600 strip naked on glacier in global warming protest

Chilling message from wear-nothing activists to do-nothing politicians

Feature story - August 18, 2007
An emergency provokes extreme responses: human beings in danger will abandon social niceties, etiquette, and the norms of acceptable behaviour to raise an alarm any way they can when lives are in danger. Today, six hundred people shed their clothes on a glacier in the Swiss Alps to bodily cry out for help against a planetary emergency: global warming.Parental warning: the story below contains nudity

Naked volunteers express the vulnerability of glaciers and human life in a warming world.

The nude volunteers posed for us and renowned installation artist Spencer Tunick on the Aletsch Glacier.

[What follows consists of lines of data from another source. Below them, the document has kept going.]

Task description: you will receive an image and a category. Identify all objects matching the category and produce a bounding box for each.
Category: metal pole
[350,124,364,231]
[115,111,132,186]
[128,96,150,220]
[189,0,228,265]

Without clothes, the human body is vulnerable, exposed, its life or death at the whim of the elements. Global warming is stripping away our glaciers and leaving our entire planet vulnerable to extreme weather, floods, sea-level rise, global decreases in carrying capacity and agricultural production, fresh water shortages, disease and mass human dislocations.

If global warming continues at its current rate, most glaciers in Switzerland will completely disappear by 2080, leaving nothing but valleys and slopes strewn with rock debris. Over the last 150 years, alpine glaciers have reduced in size by approximately one third of their surface and half of their mass, and this melting is accelerating. The Aletsch Glacier retreated 115 meters (377 feet) in a single year from 2005 to 2006.

Eight years to act

According to the Intergovernmental Panel on Climate Change (IPCC) the world only has eight years remaining to take the urgent action needed to curb catastrophic climate change.  Without swift action, the damage could become irreversible.  Never before has humanity been forced to grapple with such an immense environmental crisis.

Climate change now requires fast and courageous political decisions to radically cut green-house gas emissions and stabilise global warming. Governments around the world must know that the people they represent expect and demand them to take action.

Known around the world for his installations, Spencer Tunick wants people to know that global climate change is not an abstract issue, but a hazardous threat which affects us all.

"I want my images to go more than skin-deep. I want the viewers to feel the vulnerability of their existence and how it relates closely to the sensitivity of the world's glaciers", he said.